The City Council discussed during its meeting Tuesday evening an ordinance that would limit the amount of nighttime noise around Boulder City.

After debating for about 30 minutes, council members decided to hold off on a vote until details were ironed out, including penalties for violators and those exempt from the potential ordinance.

This was the first major attempt to update the city’s current noise code, which has been in place since 1960.

Because of the ambiguity and several unanswered questions within its context, the council decided that the new ordinance needed more clarification before bringing the code up to date.

A major influence on the new ordinance was the growth of the downtown district throughout the past decade, city officials said.

As businesses brought in music and other live entertainment, city officials said they’ve received numerous complaints about the noise.

“This has caused problems for some of the residents who live on the outskirts of the downtown area,” City Attorney Dave Olsen said.

“The police department has spent a lot of time dealing with these noise complaints.”

The proposed ordinance prohibits “unreasonable noise” from 7 p.m. to 7 a.m., and also prohibits the use of any sound amplification device from a residential or public property that can be heard from at least 75 feet away from 7 p.m. to 7 a.m.
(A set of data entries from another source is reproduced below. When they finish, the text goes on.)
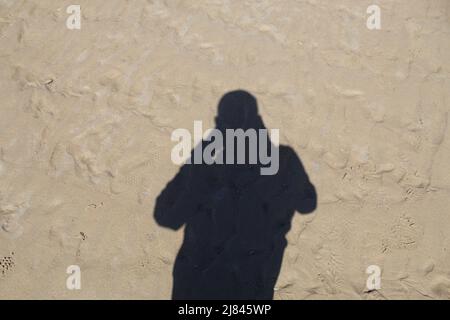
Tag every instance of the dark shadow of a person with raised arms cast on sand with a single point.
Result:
(235, 218)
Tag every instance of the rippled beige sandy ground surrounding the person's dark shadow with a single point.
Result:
(86, 118)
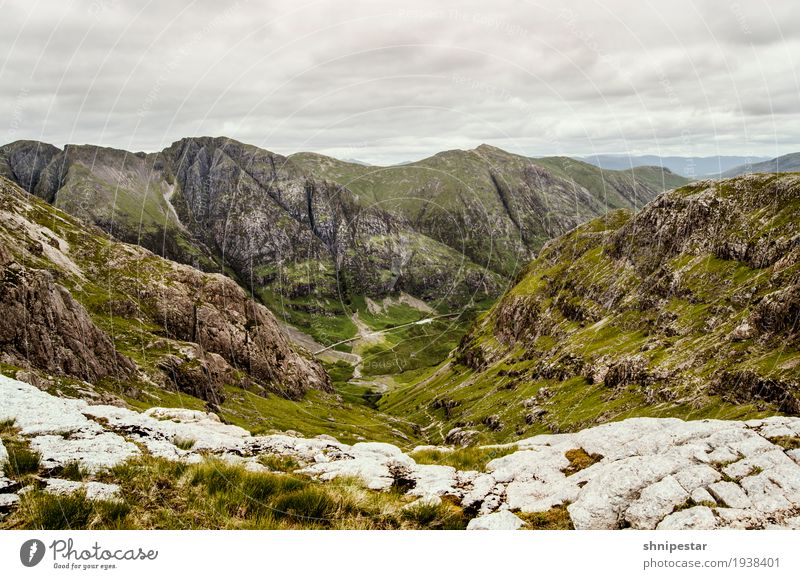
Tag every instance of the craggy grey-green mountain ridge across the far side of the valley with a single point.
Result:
(308, 234)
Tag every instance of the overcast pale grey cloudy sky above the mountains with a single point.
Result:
(395, 81)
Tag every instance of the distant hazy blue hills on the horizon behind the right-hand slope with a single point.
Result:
(691, 167)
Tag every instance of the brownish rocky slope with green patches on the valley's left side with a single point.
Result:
(76, 303)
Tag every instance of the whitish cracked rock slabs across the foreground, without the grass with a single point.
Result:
(642, 473)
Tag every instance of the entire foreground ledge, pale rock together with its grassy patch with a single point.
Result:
(98, 461)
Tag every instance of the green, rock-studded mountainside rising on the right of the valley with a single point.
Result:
(689, 308)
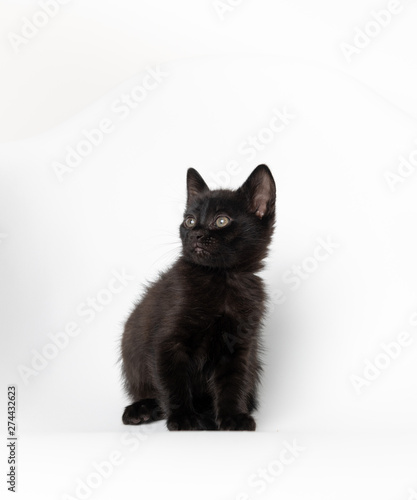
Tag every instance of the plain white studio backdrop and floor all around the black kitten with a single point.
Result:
(62, 237)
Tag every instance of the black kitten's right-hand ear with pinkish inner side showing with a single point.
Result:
(260, 192)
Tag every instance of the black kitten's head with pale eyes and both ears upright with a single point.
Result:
(227, 229)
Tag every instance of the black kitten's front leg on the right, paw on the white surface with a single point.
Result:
(233, 382)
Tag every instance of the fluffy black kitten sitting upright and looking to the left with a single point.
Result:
(190, 348)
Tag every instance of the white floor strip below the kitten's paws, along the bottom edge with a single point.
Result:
(221, 465)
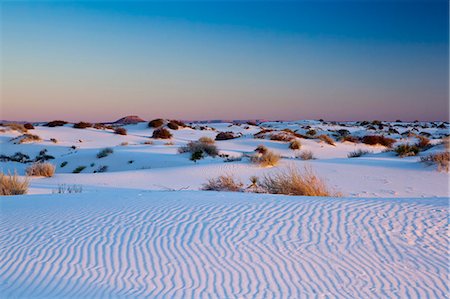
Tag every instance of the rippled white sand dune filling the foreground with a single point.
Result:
(194, 244)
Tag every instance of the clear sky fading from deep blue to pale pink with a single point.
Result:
(337, 60)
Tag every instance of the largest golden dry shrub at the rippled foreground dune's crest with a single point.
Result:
(294, 182)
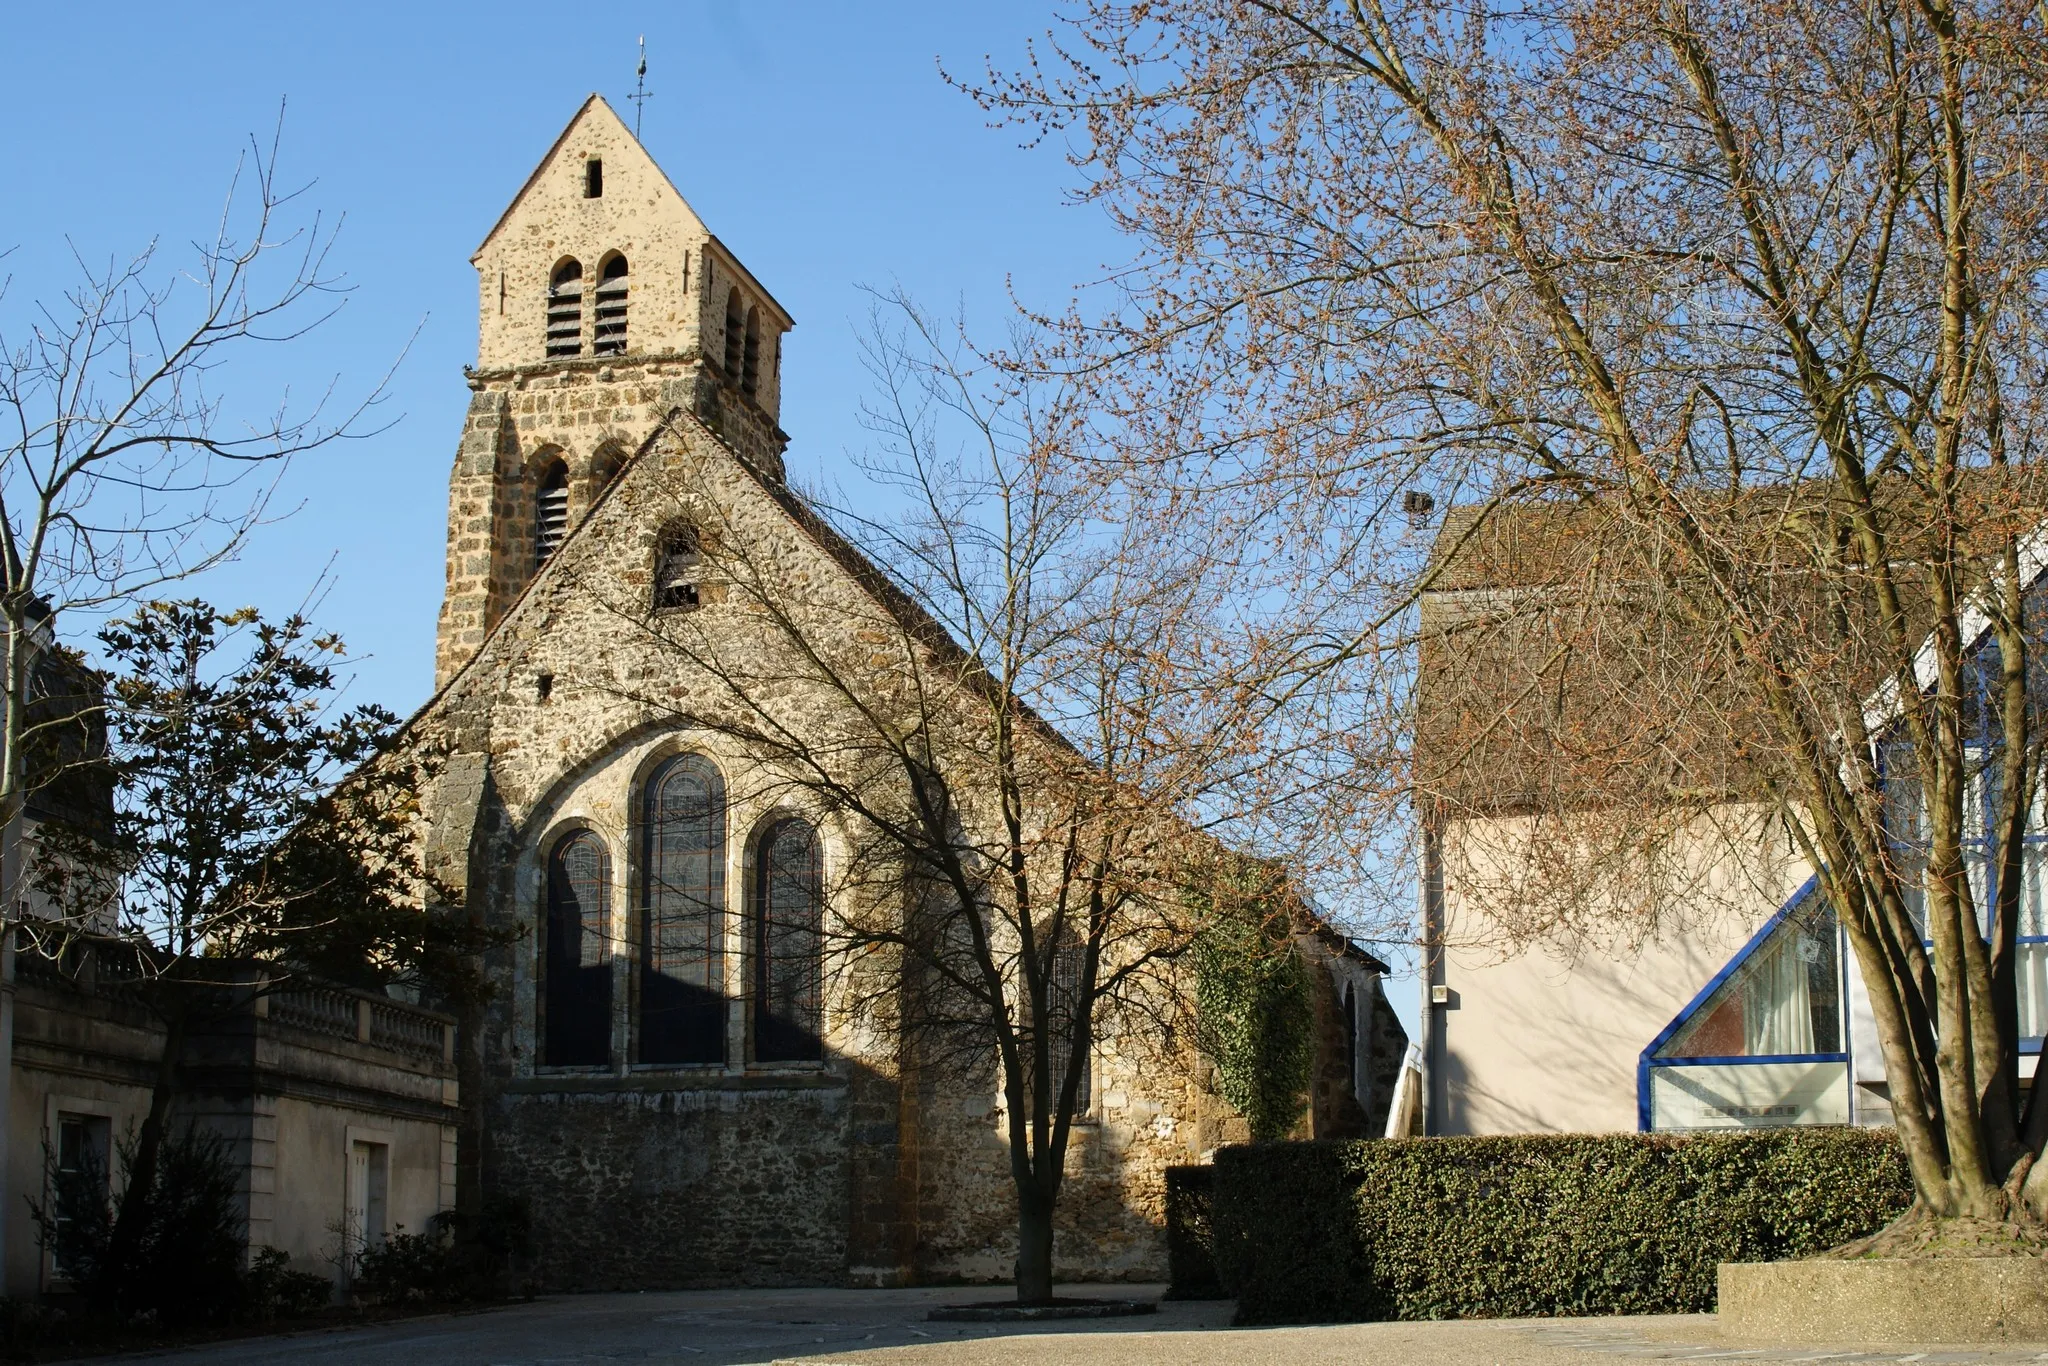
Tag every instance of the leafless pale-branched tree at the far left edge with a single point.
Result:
(126, 466)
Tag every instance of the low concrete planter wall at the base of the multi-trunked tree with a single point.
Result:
(1887, 1301)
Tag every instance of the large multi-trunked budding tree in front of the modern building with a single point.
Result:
(1752, 300)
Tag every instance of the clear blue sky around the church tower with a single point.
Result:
(818, 142)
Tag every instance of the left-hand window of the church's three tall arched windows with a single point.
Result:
(577, 972)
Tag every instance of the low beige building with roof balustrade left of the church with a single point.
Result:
(339, 1109)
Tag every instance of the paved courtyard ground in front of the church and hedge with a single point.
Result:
(888, 1328)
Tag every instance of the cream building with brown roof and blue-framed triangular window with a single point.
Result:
(1568, 986)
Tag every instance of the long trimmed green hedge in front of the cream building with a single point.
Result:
(1535, 1226)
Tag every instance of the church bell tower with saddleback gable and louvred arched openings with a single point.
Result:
(603, 308)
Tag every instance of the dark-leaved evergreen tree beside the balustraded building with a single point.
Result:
(239, 863)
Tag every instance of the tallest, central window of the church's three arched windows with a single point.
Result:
(683, 916)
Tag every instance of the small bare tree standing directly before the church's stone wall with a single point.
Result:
(1029, 724)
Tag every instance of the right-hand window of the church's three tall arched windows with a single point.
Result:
(790, 910)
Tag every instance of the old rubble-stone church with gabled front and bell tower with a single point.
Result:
(656, 1076)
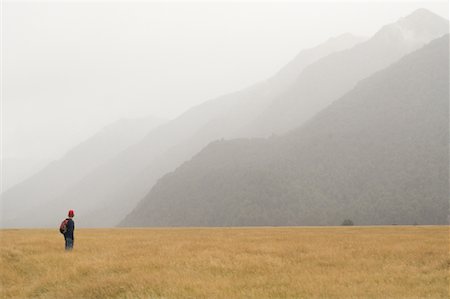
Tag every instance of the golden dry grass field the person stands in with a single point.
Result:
(291, 262)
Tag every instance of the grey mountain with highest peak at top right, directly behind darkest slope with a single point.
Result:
(330, 78)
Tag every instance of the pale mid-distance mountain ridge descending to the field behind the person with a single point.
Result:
(108, 192)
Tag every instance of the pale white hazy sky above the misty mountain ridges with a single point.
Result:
(70, 68)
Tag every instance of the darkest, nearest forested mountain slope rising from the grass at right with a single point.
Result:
(377, 155)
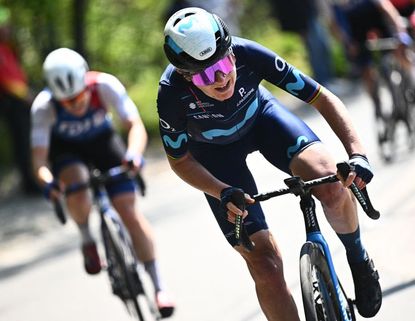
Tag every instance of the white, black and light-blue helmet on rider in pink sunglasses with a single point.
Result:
(195, 39)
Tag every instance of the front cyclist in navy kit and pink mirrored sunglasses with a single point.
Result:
(214, 112)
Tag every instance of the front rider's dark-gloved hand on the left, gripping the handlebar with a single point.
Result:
(230, 199)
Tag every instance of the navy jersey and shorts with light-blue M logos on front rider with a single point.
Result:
(220, 134)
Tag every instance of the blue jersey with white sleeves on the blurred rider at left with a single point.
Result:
(49, 117)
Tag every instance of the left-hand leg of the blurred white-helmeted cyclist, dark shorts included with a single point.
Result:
(68, 166)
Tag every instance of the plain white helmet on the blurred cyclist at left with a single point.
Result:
(64, 70)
Sunday through Thursday.

However, the beginning hour would be extended to 10 p.m. on Fridays and Saturdays.

“It talks about residential property and public property, but it doesn’t talk about commercial property. I think that’s one of the major things we’re concerned about,” Councilman Rod Woodbury said.

“One of my concerns is that we’re not covering all the properties that we need to cover.”

Councilwoman Peggy Leavitt said she wanted consistent penalties for violators, instead of the punishable fine of up to $1,000 and the maximum six months in jail for the misdemeanor.

She said she preferred an incremental fine system that would help get the message across to those who intentionally ignore the rules.

“One of the things I’ve been told is that they (violators) don’t really care what the fine is, because they’re making money by having that band there. It’s easier for them to pay that fine than to turn the noise down,” she said.

Mayor Roger Tobler said although he’s concerned about the noise complaints downtown, he still receives calls about loud noises coming from the Boulder City Municipal Airport.

He inquired about how the city planned to tackle that issue when Community Development Director Brok Armantrout said the city had already brought in an aviation attorney to look at the proposed ordinance.

“There are federal exemptions,” Armantrout said about the airport’s rules. “That doesn’t mean we can’t impose noise regulations on the airport, but there are federal requirements we have to follow to enact an ordinance specifically for noise on airports.”

The council will discuss further action during its next meeting on Jan. 13.

■ In other news, Tobler announced that the Regional Transportation Commission was scheduled to select a contractor for its portion of the Interstate 11 project during a meeting this morning in Las Vegas.

■ Gerianne Hansen was awarded the city’s Employee of the Year Award. Former Mayor Bob Ferraro was awarded the 15th annual Bill Andrews Award, and Sophia Muelrath and Eliza McNally won awards for their pictures during the city’s Christmas Tree Recycling Program contest.